Assessing the Competence and Credibility of Human Sources of Intelligence Evidence: Contributions from Law and Probability
George Mason University; George Mason University School of Law
Jon R. Morris
affiliation not provided to SSRN
Law, Probability & Risk, Vol. 6, Issue 1-4, pp. 247-274, 2007
These are perilous times in which our security is under continual threat by persons and organizations around the world and at home. Information supplied to us by human sources concerning the capabilities and intentions of these persons and organizations is crucial to our ability to recognize and prevent these threatening actions. We have all seen the many news accounts of our need for more and better HUMINT (human intelligence). But a major issue is the following: when we obtain an item of HUMINT, to what extent can we believe it? Our ability to make these assessments involves determining the competence and credibility of the human source providing this item. These assessments are very difficult and the persons making them need all the help they can get. Fortunately, much assistance comes from the fields of law and probability.
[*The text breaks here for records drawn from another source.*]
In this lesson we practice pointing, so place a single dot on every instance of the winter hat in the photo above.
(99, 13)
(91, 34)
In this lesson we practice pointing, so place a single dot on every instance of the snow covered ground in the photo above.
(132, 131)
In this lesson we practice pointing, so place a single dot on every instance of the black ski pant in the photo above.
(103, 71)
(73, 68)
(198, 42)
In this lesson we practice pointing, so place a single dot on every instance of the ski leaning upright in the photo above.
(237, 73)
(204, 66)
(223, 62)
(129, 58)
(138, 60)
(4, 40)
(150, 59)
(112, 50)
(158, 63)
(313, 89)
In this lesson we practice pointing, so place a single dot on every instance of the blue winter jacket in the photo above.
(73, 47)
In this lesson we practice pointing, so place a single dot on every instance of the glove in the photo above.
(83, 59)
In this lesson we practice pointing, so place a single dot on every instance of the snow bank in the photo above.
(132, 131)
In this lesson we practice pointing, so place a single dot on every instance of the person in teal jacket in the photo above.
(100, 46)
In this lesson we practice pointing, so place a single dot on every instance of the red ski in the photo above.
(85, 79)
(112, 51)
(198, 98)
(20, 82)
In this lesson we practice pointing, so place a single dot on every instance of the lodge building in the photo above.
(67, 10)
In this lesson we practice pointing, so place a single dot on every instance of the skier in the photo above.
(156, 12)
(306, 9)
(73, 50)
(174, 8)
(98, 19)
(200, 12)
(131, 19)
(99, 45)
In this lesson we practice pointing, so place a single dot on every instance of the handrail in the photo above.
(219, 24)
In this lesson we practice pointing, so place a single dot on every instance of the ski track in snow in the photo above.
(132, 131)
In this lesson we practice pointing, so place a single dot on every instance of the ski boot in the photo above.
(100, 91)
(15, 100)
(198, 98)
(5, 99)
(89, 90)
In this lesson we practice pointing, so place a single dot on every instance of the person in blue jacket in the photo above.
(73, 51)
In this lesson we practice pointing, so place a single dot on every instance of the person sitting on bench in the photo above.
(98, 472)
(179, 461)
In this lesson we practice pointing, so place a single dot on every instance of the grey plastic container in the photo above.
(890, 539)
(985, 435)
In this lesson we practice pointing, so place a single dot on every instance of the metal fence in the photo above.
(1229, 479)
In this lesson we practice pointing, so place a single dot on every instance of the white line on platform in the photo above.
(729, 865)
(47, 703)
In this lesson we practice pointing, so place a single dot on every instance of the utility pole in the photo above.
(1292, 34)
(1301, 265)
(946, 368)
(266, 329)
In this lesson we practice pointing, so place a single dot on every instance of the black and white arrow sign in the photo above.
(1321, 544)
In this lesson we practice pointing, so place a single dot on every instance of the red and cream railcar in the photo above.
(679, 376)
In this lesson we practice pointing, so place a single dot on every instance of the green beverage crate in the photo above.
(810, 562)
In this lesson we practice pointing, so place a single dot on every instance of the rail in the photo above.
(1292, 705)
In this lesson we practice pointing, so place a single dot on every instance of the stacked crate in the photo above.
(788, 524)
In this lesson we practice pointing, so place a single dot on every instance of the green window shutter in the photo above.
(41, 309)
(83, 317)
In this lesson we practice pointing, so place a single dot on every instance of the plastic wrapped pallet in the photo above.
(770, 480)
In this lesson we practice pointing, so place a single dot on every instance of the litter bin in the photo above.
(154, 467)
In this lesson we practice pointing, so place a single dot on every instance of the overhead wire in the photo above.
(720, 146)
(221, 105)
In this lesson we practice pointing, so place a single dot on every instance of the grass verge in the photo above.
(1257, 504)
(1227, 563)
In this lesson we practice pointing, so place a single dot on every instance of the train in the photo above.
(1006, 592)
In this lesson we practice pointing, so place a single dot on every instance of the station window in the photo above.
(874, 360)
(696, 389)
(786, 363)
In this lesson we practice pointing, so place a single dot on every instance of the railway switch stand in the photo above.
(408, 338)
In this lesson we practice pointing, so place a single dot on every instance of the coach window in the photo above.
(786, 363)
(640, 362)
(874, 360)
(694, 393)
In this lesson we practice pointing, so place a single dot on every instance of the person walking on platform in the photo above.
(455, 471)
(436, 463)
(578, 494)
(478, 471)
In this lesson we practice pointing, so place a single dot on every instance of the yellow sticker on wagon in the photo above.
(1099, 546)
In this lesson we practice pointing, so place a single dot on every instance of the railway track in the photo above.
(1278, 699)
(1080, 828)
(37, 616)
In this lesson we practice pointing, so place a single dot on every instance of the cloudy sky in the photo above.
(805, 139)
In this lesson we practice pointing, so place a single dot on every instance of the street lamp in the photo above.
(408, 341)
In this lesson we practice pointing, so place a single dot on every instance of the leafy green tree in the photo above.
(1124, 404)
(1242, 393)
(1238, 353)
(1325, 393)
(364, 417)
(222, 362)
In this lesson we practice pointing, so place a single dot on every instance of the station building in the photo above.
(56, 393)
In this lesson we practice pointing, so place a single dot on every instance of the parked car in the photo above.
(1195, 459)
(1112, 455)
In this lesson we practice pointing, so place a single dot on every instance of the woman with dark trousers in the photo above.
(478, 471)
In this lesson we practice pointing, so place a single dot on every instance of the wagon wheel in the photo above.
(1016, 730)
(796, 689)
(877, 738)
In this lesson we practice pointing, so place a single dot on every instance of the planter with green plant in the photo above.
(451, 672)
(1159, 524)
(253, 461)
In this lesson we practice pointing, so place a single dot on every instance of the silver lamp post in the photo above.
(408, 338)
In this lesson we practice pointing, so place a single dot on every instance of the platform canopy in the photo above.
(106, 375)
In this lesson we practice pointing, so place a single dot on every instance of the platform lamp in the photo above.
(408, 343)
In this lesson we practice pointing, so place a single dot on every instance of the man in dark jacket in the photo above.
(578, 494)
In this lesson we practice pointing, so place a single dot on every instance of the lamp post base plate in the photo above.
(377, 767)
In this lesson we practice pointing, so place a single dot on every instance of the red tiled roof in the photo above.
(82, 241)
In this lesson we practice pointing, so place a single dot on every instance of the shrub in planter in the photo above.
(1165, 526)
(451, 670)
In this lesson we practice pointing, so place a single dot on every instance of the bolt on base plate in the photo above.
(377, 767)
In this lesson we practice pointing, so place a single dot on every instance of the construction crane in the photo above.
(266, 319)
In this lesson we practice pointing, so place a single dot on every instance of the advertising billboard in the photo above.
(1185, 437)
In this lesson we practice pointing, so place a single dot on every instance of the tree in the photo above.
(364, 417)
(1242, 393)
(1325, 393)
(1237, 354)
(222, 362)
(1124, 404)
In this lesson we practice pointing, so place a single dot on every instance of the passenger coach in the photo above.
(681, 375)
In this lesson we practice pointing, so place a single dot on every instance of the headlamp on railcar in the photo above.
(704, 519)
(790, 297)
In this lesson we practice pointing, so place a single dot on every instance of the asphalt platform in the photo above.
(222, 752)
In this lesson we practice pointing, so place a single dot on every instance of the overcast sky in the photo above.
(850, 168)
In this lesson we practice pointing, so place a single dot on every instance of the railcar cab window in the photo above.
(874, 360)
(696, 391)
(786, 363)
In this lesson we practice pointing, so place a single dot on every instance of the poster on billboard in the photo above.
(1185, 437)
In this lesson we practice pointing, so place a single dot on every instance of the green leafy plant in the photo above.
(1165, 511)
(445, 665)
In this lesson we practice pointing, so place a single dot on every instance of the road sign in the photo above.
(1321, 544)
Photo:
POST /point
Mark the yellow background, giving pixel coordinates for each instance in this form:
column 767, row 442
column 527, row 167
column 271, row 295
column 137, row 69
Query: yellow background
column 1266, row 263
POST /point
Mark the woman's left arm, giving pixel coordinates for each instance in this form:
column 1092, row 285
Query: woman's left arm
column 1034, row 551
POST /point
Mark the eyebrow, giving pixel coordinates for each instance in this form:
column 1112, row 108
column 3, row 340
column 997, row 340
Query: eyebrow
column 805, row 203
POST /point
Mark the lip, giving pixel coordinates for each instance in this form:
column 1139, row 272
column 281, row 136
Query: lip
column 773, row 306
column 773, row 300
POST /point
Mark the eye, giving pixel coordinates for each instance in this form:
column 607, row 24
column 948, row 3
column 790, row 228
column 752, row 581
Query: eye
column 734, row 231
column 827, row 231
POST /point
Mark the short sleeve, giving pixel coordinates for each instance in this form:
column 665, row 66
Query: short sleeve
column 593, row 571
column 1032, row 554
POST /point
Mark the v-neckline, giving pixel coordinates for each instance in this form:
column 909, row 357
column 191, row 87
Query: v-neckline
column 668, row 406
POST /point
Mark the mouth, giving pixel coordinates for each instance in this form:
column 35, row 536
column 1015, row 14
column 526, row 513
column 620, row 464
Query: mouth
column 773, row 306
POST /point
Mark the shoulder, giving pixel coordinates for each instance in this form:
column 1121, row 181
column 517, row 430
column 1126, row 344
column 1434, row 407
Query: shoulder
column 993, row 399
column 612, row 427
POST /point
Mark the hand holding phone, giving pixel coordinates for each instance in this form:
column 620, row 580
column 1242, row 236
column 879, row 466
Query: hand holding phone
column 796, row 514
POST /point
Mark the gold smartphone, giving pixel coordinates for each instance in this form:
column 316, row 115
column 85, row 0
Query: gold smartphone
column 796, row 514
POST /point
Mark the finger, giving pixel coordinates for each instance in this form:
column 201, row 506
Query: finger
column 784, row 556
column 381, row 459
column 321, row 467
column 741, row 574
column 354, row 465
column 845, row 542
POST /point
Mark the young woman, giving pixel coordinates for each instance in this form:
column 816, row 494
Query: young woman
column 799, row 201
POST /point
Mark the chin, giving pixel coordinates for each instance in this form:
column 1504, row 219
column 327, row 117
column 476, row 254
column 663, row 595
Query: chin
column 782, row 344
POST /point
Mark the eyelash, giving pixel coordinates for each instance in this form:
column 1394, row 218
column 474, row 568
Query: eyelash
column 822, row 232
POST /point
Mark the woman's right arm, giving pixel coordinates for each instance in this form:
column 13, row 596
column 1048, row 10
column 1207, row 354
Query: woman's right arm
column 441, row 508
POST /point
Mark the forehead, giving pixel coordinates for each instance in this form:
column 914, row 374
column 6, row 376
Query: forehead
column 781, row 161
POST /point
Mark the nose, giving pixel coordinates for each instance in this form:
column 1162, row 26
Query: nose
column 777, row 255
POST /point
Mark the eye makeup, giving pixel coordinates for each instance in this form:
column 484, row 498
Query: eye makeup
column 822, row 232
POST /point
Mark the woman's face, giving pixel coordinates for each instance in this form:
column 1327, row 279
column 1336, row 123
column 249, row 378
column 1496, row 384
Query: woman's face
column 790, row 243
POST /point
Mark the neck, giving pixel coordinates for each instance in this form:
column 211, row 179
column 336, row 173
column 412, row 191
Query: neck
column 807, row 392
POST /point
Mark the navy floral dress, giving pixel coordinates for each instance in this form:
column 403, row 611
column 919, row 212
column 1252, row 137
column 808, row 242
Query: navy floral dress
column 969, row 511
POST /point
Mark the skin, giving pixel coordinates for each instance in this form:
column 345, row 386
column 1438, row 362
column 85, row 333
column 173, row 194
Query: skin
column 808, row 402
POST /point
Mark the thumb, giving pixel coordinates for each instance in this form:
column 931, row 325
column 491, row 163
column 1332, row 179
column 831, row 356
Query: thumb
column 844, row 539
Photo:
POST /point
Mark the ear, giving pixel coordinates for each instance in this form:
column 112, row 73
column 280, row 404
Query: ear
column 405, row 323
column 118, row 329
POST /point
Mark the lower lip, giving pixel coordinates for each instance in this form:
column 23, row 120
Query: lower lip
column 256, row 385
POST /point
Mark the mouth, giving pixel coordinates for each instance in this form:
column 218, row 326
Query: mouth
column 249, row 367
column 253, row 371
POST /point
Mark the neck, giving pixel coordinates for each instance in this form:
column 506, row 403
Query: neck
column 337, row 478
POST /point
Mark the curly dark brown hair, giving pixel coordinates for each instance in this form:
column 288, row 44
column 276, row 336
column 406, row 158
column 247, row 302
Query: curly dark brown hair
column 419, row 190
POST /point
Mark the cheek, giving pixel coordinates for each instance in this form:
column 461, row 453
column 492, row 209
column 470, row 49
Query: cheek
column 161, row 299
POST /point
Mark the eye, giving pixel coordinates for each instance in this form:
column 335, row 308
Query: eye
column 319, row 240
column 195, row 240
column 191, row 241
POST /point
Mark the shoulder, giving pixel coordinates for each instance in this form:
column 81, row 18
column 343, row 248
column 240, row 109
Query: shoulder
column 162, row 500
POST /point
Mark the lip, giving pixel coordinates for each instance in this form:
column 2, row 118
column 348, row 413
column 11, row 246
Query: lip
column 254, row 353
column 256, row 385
This paper provides an account of how we are now exploiting the very rich legacy of experience and scholarship accumulated in the field of law over the past 500 years or so regarding questions to ask about the competence and credibility of witnesses. For quite some time, we have been attempting to bring valuable insights from the field of law concerning various evidential and inferential matters to the attention of persons in the intelligence community. On this occasion, we will describe a computer-assisted system called MACE (method for assessing the credibility of evidence), which we are developing to exploit what we have learned from law regarding assessments of the competence and credibility of sources of HUMINT. This system is designed to assist in addressing the question: to what extent can we believe this particular item of HUMINT that has just been supplied to us by a human source? MACE employs two different, but entirely complementary, probability systems to help us answer this question. Baconian probability methods help us answer the question: how much evidence do we have about this human source and how completely does it answer questions about the source's competence and credibility? Bayesian probability methods allow us to determine how strong is the evidence we do have about this particular human source, and it also provides an assessment of the posterior odds favouring the extent to which we can believe or disbelieve what this source is telling us.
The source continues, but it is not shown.